Melodrama: The Triumph of Virtue

This week we’ve taken on the trappings, engaged in the exploration, crawled into the caverns of melodrama. The theatrical form of melodrama takes all the virtues of humanity and attacks them with ferocity, only in the end to see them triumph. Our teacher Ronlin shared this story in class yesterday. It brought tears to a few eyes. It embodies much of what melodrama means to us.

No Greater Love

By John Mansur


Whatever their planned target, the mortar landed in an orphanage run by a missionary group in the small Vietnamese village. The missionaries and one or two children were killed outright, and several more children were wounded, including one young girl, about 8 years old.

People from the village requested medical help from a neighboring town that had radio contact with the American forces. Finally, an American Navy doctor and nurse arrived in a jeep with only their medical kits. They established that the girl was the most critically injured. Without quick action, she would die of shock and loss of blood.

A transfusion was imperative, and a donor with a matching blood type was required. A quick test showed neither American had the correct type, but several of the uninjured orphans did.

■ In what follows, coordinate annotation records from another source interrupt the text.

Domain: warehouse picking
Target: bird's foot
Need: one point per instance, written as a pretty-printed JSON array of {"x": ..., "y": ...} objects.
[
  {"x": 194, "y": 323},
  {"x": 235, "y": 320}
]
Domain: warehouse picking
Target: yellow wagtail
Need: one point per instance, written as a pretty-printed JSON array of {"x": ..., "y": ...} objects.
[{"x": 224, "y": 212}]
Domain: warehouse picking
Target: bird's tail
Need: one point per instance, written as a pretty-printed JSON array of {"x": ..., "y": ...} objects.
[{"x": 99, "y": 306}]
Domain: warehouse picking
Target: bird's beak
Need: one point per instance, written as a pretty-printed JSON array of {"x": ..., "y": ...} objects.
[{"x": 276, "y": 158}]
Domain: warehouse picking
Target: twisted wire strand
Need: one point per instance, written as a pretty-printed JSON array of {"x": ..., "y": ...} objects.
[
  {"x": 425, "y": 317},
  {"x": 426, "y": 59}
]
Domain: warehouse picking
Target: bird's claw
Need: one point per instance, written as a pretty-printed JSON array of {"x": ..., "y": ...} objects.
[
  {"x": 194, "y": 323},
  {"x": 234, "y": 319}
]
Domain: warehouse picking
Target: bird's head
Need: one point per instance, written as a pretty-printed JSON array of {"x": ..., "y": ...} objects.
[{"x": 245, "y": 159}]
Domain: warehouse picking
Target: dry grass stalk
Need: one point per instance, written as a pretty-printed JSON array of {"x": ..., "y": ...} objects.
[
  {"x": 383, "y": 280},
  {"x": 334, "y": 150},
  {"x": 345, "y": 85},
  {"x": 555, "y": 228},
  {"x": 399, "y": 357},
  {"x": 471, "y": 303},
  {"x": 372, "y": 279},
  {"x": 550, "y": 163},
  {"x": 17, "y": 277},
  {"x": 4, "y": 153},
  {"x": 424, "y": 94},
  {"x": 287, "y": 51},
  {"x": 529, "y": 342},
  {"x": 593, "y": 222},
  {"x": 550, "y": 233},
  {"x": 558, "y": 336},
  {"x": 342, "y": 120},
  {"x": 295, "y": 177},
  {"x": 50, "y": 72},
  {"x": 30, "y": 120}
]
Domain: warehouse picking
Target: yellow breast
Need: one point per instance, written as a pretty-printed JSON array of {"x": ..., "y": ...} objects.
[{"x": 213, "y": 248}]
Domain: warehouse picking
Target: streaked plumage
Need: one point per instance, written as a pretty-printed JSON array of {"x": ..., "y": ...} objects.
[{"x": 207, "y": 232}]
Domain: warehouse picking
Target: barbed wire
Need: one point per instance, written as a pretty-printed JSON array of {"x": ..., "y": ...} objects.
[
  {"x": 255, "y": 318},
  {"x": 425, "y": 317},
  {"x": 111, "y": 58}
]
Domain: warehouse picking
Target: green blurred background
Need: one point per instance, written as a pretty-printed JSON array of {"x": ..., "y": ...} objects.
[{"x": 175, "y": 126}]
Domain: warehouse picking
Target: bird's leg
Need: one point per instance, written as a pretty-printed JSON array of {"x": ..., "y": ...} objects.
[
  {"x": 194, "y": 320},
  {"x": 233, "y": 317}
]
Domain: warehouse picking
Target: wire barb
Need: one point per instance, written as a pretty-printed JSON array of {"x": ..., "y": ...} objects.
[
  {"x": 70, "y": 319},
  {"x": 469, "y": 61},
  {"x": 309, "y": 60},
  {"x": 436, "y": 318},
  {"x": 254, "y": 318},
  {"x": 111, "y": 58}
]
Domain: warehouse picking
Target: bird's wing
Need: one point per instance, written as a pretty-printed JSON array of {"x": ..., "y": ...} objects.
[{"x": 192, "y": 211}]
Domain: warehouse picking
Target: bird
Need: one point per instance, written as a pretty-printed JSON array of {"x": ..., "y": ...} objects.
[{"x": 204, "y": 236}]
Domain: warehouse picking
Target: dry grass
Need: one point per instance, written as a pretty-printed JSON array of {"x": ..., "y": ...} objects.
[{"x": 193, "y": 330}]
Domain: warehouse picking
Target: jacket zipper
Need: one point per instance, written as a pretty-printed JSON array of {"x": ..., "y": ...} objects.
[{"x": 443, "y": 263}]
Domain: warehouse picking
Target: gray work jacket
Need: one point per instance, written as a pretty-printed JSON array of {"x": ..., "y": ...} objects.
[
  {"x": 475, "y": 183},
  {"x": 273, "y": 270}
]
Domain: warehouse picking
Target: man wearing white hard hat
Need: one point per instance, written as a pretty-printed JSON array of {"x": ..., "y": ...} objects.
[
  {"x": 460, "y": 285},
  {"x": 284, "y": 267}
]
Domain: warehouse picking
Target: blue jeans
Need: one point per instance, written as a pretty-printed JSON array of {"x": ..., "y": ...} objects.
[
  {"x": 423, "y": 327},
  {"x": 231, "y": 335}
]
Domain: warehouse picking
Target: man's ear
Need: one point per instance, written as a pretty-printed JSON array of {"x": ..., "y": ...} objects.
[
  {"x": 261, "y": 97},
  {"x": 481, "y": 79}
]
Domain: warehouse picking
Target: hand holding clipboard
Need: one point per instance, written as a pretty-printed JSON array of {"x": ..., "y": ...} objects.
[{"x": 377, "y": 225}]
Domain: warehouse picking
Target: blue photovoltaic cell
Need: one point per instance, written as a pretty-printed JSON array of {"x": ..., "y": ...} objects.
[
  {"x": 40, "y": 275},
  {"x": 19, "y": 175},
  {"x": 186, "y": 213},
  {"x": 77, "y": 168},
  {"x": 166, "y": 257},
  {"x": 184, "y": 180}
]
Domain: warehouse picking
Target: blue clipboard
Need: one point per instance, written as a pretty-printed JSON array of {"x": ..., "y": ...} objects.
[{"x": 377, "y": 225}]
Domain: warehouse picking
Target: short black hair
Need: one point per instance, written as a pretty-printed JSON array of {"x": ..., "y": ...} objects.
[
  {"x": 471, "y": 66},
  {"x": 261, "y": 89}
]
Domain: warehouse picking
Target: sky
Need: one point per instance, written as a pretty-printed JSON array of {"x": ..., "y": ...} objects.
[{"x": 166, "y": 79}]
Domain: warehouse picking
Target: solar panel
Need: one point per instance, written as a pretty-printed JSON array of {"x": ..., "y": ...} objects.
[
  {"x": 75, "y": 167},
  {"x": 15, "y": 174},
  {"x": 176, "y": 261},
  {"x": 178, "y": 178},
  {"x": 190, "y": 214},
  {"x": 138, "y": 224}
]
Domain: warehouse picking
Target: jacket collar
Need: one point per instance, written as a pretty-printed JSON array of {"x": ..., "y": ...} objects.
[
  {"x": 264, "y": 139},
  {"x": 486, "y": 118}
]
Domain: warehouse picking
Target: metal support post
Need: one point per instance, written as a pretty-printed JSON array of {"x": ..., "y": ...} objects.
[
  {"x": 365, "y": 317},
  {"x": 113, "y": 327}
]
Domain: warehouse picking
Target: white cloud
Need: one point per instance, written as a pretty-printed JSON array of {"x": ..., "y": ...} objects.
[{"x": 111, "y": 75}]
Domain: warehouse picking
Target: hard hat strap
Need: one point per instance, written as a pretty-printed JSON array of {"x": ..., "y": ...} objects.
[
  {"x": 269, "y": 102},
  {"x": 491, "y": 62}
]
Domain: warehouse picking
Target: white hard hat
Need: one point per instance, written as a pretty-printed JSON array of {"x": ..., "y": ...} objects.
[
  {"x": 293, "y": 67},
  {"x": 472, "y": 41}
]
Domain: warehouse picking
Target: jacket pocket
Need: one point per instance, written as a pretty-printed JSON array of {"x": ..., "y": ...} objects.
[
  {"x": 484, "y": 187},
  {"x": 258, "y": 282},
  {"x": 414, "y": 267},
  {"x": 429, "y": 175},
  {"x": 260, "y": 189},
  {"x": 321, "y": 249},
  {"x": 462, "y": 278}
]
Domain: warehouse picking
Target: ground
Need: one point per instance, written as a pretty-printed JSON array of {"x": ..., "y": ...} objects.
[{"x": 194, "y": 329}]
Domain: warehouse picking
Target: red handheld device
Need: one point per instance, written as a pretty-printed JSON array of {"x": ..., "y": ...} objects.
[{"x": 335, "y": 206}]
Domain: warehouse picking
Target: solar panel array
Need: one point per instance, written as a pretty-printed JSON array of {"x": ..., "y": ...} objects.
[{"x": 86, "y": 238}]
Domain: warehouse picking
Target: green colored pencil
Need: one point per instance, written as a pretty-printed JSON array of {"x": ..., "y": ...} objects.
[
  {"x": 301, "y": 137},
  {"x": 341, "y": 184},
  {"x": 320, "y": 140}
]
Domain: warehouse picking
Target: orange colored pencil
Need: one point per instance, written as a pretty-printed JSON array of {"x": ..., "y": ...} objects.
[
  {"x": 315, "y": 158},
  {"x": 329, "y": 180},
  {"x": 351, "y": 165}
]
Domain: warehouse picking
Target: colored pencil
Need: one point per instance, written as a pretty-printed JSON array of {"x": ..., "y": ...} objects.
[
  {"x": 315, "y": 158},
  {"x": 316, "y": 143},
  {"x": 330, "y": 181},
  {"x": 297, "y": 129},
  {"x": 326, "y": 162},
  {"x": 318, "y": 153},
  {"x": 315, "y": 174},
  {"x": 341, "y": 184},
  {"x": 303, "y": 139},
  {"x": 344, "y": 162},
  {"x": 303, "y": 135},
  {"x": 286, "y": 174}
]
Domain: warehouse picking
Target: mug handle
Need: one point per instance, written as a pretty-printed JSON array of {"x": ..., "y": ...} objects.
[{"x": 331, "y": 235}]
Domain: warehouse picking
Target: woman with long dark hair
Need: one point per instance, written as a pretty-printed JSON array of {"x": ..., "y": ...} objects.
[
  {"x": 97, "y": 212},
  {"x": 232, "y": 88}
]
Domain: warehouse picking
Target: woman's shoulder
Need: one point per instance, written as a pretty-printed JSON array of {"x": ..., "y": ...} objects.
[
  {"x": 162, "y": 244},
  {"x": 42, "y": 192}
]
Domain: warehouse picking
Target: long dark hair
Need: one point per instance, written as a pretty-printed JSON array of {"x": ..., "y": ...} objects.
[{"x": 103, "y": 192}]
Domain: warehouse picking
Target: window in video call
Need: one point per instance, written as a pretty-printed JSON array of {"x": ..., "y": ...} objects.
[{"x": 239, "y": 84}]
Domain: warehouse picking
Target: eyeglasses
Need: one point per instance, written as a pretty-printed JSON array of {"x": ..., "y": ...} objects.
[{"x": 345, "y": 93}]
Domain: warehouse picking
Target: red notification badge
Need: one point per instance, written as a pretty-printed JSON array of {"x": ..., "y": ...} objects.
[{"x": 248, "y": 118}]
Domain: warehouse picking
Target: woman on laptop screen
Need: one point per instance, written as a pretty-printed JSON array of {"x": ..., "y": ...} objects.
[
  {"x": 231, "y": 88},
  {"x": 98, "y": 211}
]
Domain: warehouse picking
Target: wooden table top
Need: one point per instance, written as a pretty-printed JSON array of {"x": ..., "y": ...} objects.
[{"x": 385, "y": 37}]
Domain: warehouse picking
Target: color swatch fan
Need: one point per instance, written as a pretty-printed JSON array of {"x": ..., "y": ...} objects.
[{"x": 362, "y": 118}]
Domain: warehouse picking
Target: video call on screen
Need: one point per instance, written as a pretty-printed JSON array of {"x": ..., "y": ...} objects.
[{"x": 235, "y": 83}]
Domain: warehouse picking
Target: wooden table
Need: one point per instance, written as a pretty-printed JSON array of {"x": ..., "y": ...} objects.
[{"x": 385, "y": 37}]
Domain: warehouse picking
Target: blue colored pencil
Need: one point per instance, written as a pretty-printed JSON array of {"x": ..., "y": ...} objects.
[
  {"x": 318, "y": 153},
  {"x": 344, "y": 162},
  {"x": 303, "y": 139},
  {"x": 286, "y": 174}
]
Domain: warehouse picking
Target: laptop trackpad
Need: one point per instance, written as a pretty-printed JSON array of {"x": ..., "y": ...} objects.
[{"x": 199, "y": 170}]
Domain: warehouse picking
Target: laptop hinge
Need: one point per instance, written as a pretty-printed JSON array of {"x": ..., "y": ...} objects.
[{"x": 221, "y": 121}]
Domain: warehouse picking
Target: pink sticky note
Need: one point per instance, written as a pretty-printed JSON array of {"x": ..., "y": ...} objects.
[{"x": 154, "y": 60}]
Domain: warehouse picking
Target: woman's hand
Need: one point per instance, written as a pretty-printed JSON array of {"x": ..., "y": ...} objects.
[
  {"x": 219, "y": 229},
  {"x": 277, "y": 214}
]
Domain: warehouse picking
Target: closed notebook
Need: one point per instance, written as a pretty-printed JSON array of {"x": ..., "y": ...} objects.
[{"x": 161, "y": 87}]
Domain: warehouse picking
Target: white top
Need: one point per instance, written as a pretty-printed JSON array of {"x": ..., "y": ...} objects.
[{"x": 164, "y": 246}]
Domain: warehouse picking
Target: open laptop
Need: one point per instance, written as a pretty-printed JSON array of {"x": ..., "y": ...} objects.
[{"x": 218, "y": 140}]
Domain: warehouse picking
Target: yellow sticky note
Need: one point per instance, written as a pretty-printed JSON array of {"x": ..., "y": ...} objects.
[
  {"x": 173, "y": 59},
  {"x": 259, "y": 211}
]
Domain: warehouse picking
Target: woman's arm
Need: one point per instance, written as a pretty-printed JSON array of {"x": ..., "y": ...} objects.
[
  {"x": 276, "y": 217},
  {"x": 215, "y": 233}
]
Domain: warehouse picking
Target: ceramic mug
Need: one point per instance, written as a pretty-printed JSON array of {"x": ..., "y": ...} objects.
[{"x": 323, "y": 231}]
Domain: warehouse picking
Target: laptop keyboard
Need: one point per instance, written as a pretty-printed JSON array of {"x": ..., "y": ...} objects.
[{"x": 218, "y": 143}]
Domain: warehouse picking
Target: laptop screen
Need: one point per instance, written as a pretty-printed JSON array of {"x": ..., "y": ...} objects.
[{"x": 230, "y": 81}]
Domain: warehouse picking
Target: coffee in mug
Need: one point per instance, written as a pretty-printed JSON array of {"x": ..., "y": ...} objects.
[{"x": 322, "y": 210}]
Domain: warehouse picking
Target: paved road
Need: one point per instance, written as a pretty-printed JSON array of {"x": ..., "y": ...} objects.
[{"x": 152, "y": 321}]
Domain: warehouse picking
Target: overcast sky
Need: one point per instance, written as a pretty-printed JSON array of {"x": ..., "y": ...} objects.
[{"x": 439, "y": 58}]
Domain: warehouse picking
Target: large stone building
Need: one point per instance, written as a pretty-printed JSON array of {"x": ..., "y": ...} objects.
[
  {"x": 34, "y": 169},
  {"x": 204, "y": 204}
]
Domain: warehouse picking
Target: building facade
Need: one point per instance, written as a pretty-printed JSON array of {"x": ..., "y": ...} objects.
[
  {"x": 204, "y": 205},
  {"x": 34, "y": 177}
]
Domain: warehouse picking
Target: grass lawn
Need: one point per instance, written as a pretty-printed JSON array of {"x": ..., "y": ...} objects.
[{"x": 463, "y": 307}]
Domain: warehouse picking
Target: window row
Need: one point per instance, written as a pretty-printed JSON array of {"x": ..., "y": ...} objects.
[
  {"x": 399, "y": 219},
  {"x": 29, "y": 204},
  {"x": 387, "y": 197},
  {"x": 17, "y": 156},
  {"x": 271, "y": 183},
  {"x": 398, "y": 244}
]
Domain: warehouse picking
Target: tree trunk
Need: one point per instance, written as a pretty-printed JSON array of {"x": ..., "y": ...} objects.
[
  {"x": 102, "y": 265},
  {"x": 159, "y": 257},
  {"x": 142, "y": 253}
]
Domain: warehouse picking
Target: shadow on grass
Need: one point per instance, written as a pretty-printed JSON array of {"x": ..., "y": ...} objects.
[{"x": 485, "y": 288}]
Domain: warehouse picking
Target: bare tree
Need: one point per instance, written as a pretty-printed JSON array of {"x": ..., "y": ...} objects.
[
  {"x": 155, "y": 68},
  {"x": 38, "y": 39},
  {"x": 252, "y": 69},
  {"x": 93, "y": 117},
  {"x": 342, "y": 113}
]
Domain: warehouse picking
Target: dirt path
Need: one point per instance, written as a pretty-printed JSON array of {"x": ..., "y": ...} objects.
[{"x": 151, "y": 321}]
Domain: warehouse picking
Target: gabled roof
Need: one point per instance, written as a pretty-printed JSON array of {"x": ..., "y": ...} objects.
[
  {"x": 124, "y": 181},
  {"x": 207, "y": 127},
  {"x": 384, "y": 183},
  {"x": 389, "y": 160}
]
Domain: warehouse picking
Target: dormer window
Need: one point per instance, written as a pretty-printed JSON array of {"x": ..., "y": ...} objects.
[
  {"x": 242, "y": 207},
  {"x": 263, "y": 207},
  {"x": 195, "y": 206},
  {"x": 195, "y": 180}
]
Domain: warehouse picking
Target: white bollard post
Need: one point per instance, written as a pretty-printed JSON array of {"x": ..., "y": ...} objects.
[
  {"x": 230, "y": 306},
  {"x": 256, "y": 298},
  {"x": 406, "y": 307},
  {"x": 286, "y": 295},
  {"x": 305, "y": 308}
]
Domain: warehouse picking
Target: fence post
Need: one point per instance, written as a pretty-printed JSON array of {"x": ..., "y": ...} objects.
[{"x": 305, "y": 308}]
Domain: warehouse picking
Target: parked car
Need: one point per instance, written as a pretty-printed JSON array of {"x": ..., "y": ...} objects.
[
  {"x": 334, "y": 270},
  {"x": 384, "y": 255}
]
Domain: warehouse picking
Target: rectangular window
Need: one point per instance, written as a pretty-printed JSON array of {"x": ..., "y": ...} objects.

The doctor spoke some pidgin Vietnamese, and the nurse a smattering of high school French. Using that combination, together with much impromptu sign language, they tried to explain to their young frightened audience that unless they could replace some of the girl’s lost blood, she would certainly die. Then they asked if anyone would be willing to give blood to help.

Their request was met with wide-eyed silence. After several long moments, a small hand slowly and waveringly went up. Dropped back down, and then went up again.

“Oh, thank you,” the nurse said in French. “What is your name?”

“Heng,” came the reply.

Heng was quickly laid on a pallet, his arm swabbed with alcohol, and a needle inserted in his vein. Through this order Heng lay stiff and silent.

After a moment, he let out a shuddering sob, quickly covering his face with his free hand.

“Is it hurting, Heng?” the doctor asked. Heng shook his head, but after a few moments another sob escaped, and once more he tried to cover up his crying. Again the doctor asked him if the needle hurt, and again Heng shook his head.

But now his occasional sobs gave way to a steady, silent crying, his eyes screwed tightly shut, his fist in his mouth to stifle his sobs.

The medical team was concerned. Something was obviously very wrong. At this point, a Vietnamese nurse arrived to help. Seeing the little one’s distress, she spoke to him rapidly in Vietnamese, listened to his reply and answered him in a soothing voice.

After a moment, the patient stopped crying and looked questioningly at the Vietnamese nurse. When she nodded, a look of great relief spread over his face.

Glancing up, the nurse said quietly to the Americans. “He though he was dying. He misunderstood you. He though you had asked him to give all his blood so the little girl could live.”

“But why would he be willing to do that?” asked the Navy nurse.

The Vietnamese nurse repeated the question to the little boy, who answered simply, “She’s my friend.”

Greater love has no man than this, that he lay down his life for a friend.